UH Professor Questions U.S.' Mexico Policy

As the U.S. considers new policies to deal with the increasing drug-fueled violence in Mexico, University of Houston history professor John Mason Hart says throwing money at the problem without thoroughly understanding it won't solve anything.

Hart, the interim chair of the department of history and an expert on Mexican history and culture, says the U.S. government proposals to spend more money at the border and provide aid to the Mexican military won't effectively halt the violence.

"They are throwing money at the wrong things," Hart says.

They are building an easily surmountable wall to keep people away, but the upper-end traffickers use aircraft, he says.

"The U.S. needs to focus more on limiting the demand for drugs and less on militarizing Mexico," Hart says.

The violence that resulted in the deaths of more than 6,000 people last year, he says, is the result of two major problems: territorial wars between the Federation and Gulf cartels and localized violence between destitute desperados and the protective services of the cartels. The latter form of violence - a result of desperados intercepting ground shipments of drugs on the way to the border - is underreported but widespread, he insists.

"The solution lies in taking the profit out of it," Hart says. "Once that is done, the cartels will disintegrate."

Part of the problem inside Mexico is that the government of President Felipe Calderon is not providing basic human services to the poor, yet the drug cartels, even without intending to do so, are improving local economic conditions by spending money, Hart says. If the Mexican government adopted and enforced a progressive income tax, it would be in a better position to improve the desperate social conditions that prevail today.

In the areas where the cartels are strong, like Culiacan in Sinaloa, "people are suddenly prospering because of the volume of money in circulation."

Consumption has gone up, and infrastructure and human services are being provided on a larger scale than before. In Chetumal, Quintana Roo, the university has seen explosive growth since 1990-growth fueled by tourism and the drug trade from Central and South America.

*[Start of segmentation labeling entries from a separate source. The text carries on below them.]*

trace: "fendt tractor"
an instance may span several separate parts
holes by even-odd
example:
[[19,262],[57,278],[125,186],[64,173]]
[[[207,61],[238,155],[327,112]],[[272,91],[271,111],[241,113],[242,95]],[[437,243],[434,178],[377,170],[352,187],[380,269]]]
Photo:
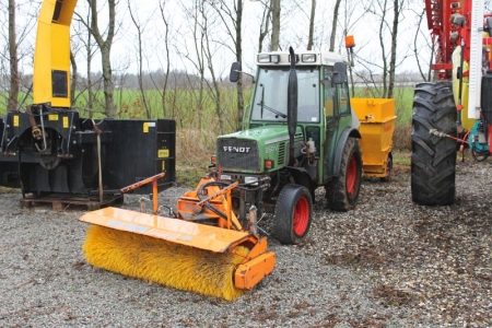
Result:
[[492,14],[479,0],[425,0],[435,45],[436,82],[420,83],[413,99],[412,200],[455,200],[457,151],[484,161],[492,142]]
[[[330,209],[358,200],[362,154],[359,120],[350,106],[345,60],[332,52],[257,55],[257,74],[245,129],[216,140],[218,184],[238,181],[239,218],[255,206],[273,212],[272,234],[296,244],[312,223],[315,189],[325,186]],[[233,63],[231,81],[241,74]]]

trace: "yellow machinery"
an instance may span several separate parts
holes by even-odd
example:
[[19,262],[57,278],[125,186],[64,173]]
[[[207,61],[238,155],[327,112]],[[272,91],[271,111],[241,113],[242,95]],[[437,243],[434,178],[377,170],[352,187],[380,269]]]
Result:
[[393,134],[395,132],[395,99],[352,98],[350,103],[358,115],[363,138],[364,176],[389,180],[393,169]]

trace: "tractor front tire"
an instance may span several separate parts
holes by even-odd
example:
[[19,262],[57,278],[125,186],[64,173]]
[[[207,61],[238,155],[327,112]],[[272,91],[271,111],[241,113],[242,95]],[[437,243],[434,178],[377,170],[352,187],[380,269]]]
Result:
[[358,202],[361,178],[361,148],[359,141],[350,137],[343,149],[339,176],[325,185],[328,208],[335,211],[352,210]]
[[306,187],[289,184],[280,190],[273,214],[273,237],[282,244],[300,244],[309,231],[313,199]]
[[450,82],[419,83],[413,97],[411,189],[423,206],[448,206],[455,200],[457,112]]

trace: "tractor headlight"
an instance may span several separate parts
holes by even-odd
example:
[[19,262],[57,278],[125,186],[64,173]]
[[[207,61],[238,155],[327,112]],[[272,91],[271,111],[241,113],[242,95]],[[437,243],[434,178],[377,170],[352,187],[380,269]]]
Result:
[[316,62],[316,55],[315,54],[304,54],[303,62]]
[[258,186],[258,178],[255,176],[245,176],[244,183],[246,185]]
[[280,62],[280,55],[269,55],[269,54],[260,54],[258,55],[258,62]]
[[221,174],[221,179],[223,179],[223,180],[231,180],[232,177],[229,174]]

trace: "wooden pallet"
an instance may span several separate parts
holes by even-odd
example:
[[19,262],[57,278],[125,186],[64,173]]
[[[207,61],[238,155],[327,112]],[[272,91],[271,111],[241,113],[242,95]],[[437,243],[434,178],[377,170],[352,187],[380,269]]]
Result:
[[87,195],[67,195],[67,194],[48,194],[44,196],[26,196],[21,199],[21,208],[31,209],[36,204],[51,204],[54,211],[62,212],[68,208],[82,207],[87,211],[98,210],[101,208],[122,204],[124,195],[108,196],[105,195],[103,201],[98,197]]

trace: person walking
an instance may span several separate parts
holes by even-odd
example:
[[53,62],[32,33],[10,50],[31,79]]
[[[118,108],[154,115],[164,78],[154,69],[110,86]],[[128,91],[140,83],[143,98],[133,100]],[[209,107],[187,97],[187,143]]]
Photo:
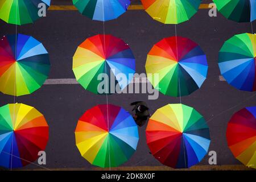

"The government is run by an oligarchy that, in turn, holds some 80 percent of the urban and productive assets in the hands of only 2 percent of the nation's wealth holders," Hart says. "As the elite refuses to provide adequate human service, the cartels are inadvertently filling that need."

Hart, the John and Rebecca Moores Professor of History, was recently awarded the Harvey Johnson Prize for the best book of 2008 by the Southwestern Council of Latin American Studies (SCOLAS). His "The Silver of the Sierra Madre" was published in September by the University of Arizona Press. The award presentation took place after the speech of the Dominican Ambassador to the Organization of American States at the SCOLAS convention banquet at Santo Domingo, the Dominican Republic, last month.